Religions et croyances
Les Burkinabés se partagent entre 3 religions : l'animisme, l'islam et le christianisme. Les proportions donnent à peu près 52 % de musulmans, 26 % d'animistes et 20 % de chrétiens (catholiques, protestants et de plus en plus de sectes parachrétiennes). En vérité, on peut dire que la plupart des Burkinabés, même convertis à une autre religion, continuent à pratiquer un certain nombre de rites animistes (au début des années 1960, deux tiers des Burkinabés étaient animistes).
L'animisme recouvre l'ensemble des religions traditionnelles pratiquées par les paysans.
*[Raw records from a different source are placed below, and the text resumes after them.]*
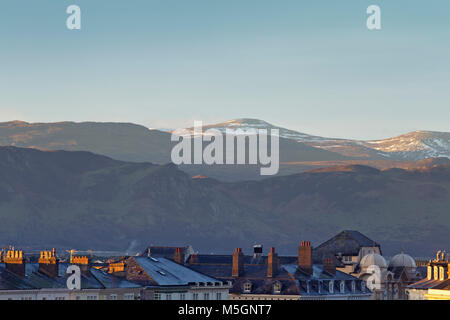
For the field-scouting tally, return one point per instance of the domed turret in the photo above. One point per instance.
(402, 260)
(373, 259)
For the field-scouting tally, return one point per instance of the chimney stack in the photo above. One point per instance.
(257, 252)
(305, 257)
(48, 263)
(15, 262)
(329, 267)
(193, 258)
(272, 263)
(238, 263)
(83, 263)
(178, 256)
(117, 268)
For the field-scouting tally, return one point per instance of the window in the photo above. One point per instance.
(128, 296)
(342, 288)
(277, 287)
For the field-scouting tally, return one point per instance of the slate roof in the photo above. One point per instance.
(347, 242)
(163, 252)
(34, 279)
(248, 259)
(431, 284)
(168, 273)
(293, 281)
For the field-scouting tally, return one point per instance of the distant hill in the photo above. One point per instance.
(299, 151)
(121, 141)
(84, 201)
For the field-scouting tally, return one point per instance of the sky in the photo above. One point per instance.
(311, 66)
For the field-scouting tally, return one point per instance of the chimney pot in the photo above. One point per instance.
(272, 263)
(238, 263)
(305, 257)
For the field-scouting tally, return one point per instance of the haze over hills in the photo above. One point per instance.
(298, 151)
(412, 146)
(83, 200)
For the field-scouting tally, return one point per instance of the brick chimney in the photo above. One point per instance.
(15, 262)
(329, 267)
(272, 263)
(448, 271)
(178, 256)
(193, 258)
(305, 257)
(83, 262)
(117, 268)
(238, 263)
(48, 263)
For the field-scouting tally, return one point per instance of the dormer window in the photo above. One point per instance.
(277, 288)
(429, 272)
(247, 287)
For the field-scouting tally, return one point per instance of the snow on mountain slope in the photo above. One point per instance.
(415, 146)
(412, 146)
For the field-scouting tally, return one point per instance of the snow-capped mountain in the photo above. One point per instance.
(412, 146)
(415, 145)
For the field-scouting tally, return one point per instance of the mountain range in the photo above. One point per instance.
(83, 200)
(299, 152)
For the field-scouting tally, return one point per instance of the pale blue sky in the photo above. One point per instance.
(311, 66)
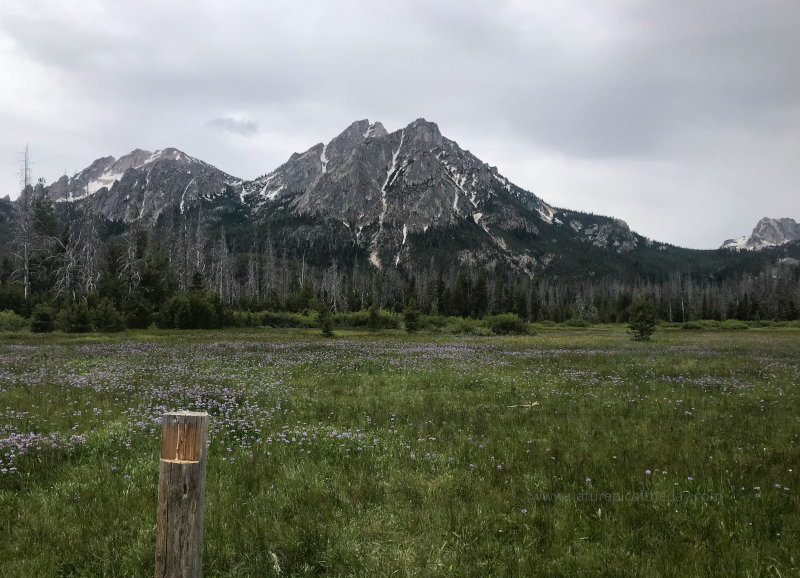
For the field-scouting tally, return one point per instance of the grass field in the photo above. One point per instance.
(567, 452)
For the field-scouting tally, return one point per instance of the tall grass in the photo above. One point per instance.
(566, 452)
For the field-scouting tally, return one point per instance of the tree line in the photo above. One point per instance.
(71, 269)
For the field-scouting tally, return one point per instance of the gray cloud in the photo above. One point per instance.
(615, 108)
(237, 126)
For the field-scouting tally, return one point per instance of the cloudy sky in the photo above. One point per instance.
(681, 117)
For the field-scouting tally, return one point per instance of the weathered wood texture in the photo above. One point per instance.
(181, 495)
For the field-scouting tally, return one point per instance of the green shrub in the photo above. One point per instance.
(507, 324)
(74, 318)
(734, 325)
(325, 320)
(192, 311)
(374, 319)
(106, 317)
(411, 316)
(463, 325)
(642, 319)
(284, 319)
(10, 321)
(43, 319)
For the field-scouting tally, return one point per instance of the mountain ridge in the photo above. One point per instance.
(768, 232)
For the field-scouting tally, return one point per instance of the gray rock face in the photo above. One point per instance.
(387, 191)
(387, 186)
(141, 185)
(767, 233)
(613, 234)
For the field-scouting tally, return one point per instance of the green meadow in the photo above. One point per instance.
(565, 452)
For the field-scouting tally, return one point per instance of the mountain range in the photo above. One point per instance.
(767, 233)
(407, 199)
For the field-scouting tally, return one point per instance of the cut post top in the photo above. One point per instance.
(184, 436)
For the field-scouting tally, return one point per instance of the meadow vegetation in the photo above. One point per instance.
(567, 451)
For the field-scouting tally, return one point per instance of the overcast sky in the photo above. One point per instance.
(681, 117)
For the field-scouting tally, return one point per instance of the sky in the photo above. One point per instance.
(680, 117)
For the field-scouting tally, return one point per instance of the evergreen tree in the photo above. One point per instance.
(326, 320)
(642, 319)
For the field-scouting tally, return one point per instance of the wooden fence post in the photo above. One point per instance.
(181, 494)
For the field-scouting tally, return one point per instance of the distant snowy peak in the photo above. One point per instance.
(107, 171)
(142, 185)
(767, 233)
On parle parfois aussi de fétichisme. Les principales ethnies qui pratiquent l'animisme sont les Mossis, les Gourmantchés, les Gourounsis, les Bobos, les Sénoufos, les Lobis, les Bissas... Ces 3 dernières se plaignent de l'intrusion dans leur région des sectes parachrétiennes qui « prennent » leurs jeunes et détruisent les valeurs ancestrales comme le respect porté à la sagesse des vieillards ou aux règles de la vie communautaire.
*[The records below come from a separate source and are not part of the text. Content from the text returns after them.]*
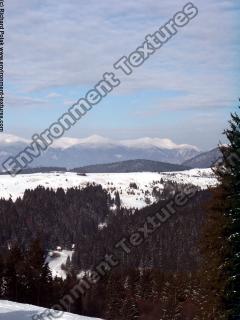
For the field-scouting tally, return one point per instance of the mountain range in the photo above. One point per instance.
(72, 153)
(204, 160)
(139, 165)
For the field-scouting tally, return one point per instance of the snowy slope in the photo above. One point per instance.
(131, 198)
(55, 259)
(17, 311)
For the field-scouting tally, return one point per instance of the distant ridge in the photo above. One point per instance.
(204, 160)
(139, 165)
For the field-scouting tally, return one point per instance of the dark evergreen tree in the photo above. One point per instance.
(221, 243)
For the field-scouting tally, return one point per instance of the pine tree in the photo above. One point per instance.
(231, 177)
(221, 236)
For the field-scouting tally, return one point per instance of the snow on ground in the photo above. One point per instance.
(55, 259)
(131, 198)
(16, 311)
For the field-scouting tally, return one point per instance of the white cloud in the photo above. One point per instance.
(62, 43)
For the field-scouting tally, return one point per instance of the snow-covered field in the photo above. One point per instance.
(130, 197)
(16, 311)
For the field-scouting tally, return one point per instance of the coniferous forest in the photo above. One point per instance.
(189, 268)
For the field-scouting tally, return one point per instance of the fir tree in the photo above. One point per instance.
(221, 244)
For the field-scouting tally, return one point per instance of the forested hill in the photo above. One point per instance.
(139, 165)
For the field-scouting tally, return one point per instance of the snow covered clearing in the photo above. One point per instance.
(55, 260)
(16, 311)
(112, 182)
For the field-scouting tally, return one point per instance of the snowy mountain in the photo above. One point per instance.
(72, 152)
(17, 311)
(131, 197)
(204, 160)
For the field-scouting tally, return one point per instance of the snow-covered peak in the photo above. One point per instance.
(100, 141)
(7, 139)
(162, 143)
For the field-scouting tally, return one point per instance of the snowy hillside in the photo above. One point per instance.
(131, 197)
(55, 260)
(17, 311)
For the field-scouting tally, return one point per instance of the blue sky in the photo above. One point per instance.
(57, 50)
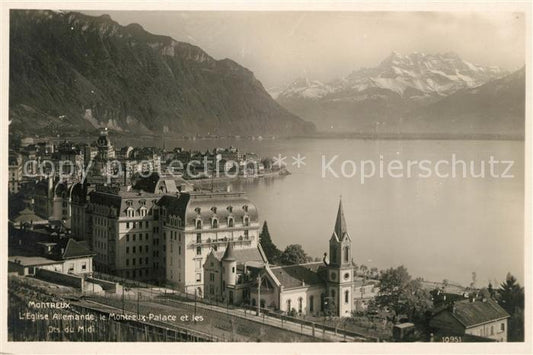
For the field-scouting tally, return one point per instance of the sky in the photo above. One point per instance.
(282, 46)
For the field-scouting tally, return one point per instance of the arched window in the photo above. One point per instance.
(346, 254)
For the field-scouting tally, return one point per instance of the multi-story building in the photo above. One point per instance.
(196, 223)
(328, 287)
(15, 172)
(123, 227)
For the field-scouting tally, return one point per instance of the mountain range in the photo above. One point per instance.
(417, 94)
(73, 73)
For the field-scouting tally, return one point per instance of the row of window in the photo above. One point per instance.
(134, 260)
(134, 237)
(172, 248)
(134, 249)
(215, 222)
(137, 273)
(139, 224)
(141, 212)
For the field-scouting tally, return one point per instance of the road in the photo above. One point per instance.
(251, 316)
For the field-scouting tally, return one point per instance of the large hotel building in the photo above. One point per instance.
(164, 236)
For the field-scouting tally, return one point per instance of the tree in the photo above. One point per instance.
(511, 297)
(403, 295)
(511, 294)
(271, 250)
(293, 254)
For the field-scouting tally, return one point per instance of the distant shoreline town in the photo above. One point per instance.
(132, 241)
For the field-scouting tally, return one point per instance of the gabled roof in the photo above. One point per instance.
(228, 253)
(291, 276)
(470, 313)
(74, 249)
(243, 255)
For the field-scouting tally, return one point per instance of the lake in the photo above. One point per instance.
(438, 227)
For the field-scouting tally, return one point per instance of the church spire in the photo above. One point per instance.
(340, 224)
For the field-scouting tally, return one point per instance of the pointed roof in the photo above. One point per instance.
(229, 255)
(340, 224)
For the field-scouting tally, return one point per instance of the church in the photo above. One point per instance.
(330, 287)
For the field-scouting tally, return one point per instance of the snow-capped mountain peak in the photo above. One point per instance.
(412, 75)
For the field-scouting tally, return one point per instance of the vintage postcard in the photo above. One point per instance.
(297, 177)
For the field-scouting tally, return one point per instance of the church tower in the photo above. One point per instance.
(340, 269)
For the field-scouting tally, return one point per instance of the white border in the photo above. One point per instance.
(266, 348)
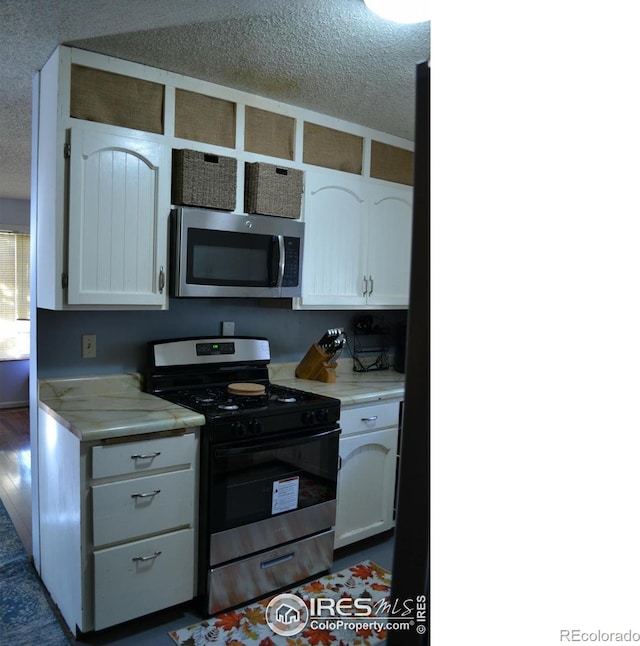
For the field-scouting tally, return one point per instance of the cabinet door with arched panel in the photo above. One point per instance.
(118, 211)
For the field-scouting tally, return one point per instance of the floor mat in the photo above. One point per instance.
(366, 582)
(25, 614)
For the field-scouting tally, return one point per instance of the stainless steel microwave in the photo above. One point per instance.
(216, 253)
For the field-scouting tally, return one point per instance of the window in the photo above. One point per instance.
(14, 295)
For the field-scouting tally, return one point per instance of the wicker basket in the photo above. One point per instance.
(272, 190)
(202, 179)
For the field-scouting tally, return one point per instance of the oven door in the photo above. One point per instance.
(268, 492)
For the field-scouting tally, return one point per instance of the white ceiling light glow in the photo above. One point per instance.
(403, 11)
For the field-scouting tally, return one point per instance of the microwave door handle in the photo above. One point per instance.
(282, 444)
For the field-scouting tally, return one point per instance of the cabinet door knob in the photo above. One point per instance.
(145, 456)
(150, 557)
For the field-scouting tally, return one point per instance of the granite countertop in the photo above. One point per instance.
(102, 407)
(351, 388)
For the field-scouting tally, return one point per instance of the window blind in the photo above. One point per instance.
(14, 295)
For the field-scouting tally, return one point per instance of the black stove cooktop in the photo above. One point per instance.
(196, 373)
(216, 402)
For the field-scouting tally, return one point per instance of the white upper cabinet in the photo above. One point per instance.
(335, 240)
(104, 130)
(117, 237)
(357, 243)
(389, 249)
La région où l'animisme est faible est le Nord, la zone comprise au-dessus d'un axe Djibo-Dori (moins de 10 % de pratiquants). C'est aussi la région la plus fortement islamisée (de 80 à 100 %), ceci expliquant cela !
Savoir-vivre et coutumes
Larges sont les possibilités, pour le routard, d'aventures personnelles et de rencontres intéressantes.
Pour
les touristes sensibles à l'humanitaire au Burkina : savoir que les
autorités se sont dotées d'un cadre stratégique pour lutter contre la
pauvreté dans tous les secteurs. Il est donc important, avant de donner
à tort et à travers, de s'informer auprès de l'ambassade de France, qui
a créé un poste de coordonnateur des projets des ONG, afin que l'action
envisagée s'intègre efficacement dans les projets en cours. Le
développement est une affaire sérieuse, et il ne faut pas le prendre à
la légère en se disant que « de toute façon, c'est mieux que rien »,
car il s'avère que rien peut parfois être un moindre mal !
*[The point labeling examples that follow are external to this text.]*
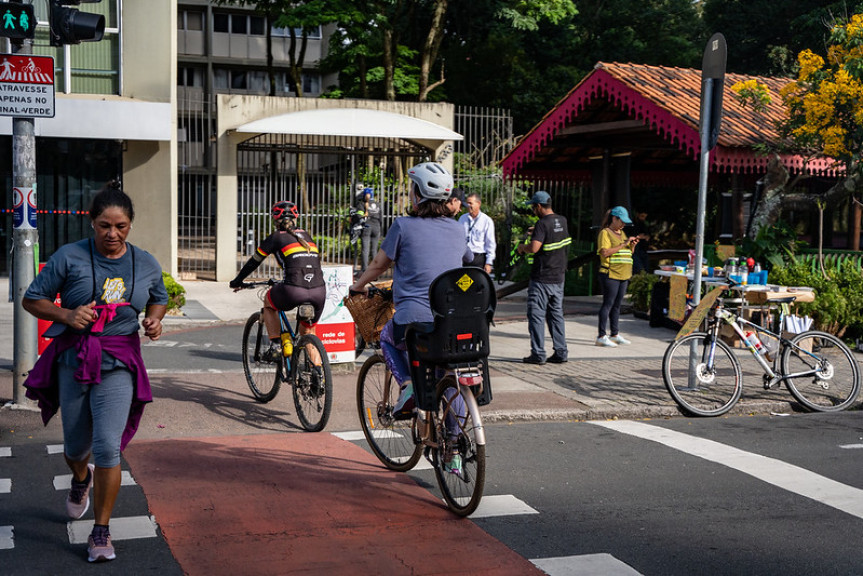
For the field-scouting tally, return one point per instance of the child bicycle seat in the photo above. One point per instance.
(462, 302)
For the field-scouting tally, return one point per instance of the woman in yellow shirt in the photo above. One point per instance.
(615, 270)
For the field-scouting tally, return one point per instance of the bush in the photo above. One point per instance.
(640, 289)
(838, 305)
(176, 293)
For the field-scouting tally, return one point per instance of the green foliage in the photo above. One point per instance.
(838, 305)
(757, 31)
(640, 289)
(176, 293)
(772, 246)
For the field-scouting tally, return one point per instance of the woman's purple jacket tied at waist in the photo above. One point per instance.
(42, 385)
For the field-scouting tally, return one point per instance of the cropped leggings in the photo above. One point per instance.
(94, 415)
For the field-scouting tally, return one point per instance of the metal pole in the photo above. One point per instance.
(25, 239)
(706, 104)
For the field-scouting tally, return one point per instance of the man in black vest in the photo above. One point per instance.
(549, 242)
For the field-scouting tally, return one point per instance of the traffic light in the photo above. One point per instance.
(70, 26)
(17, 21)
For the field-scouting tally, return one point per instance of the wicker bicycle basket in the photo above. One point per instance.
(371, 314)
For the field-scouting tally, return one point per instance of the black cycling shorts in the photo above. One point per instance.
(287, 297)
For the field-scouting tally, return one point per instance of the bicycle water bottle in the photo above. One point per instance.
(287, 344)
(753, 341)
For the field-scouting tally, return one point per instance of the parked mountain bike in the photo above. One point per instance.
(450, 377)
(703, 373)
(312, 386)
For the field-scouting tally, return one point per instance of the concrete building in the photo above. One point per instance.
(115, 115)
(162, 102)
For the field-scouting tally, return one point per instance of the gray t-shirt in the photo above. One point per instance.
(422, 249)
(71, 272)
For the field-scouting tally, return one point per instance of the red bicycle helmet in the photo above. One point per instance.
(284, 209)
Un site Internet recense les ONG au Burkina : www.faso-ong.org.
La tontine
Pratique symbolisant bien l'esprit d'entraide des Africains, la tontine
est une sorte de caisse d'épargne entre amis ou voisins. Depuis longtemps, les
paysans se mettaient ensemble pour défricher les champs ; celui dont c'était
le tour offrait le vin de palme. Aujourd'hui, elle est surtout très pratiquée
dans les pays d'émigration.
Les membres d'une tontine mettent en commun une
certaine somme d'argent et chacun à son tour en fin de mois en empoche la totalité.
Cet argent sert en général à monter ou à renflouer une affaire. Aucun papier
n'est signé, toutes les relations sont basées sur la confiance. Et puis on se
connaît : on appartient à la même famille, au même village ou quartier.
Tonti,
le banquier italien du XVIIe siècle qui lui a donné son nom, ne pensait pas
qu'un jour son « invention » se retrouverait en Afrique, à une grande échelle.
Ce qui est intéressant dans cette pratique, c'est que, plus qu'une épargne forcée,
c'est avant tout un état d'esprit, l'occasion de se retrouver, de s'épauler.
La tontine peut aussi prendre en charge des initiatives à caractère social,
comme l'école d'un village. Elle remplit également le rôle de la Sécurité sociale
: aucun membre ne sera laissé seul en cas de maladie ou d'accident.
Cette entraide est fondamentale. Il est fréquent de voir la famille
des malades faire la cuisine dans les cours des hôpitaux publics où les
repas ne sont pas pris en charge. Elle les assiste, elle reste proche.
Les Africains ne comprennent pas les Européens qui confient leurs
parents à l'hospice ou à la maison de retraite.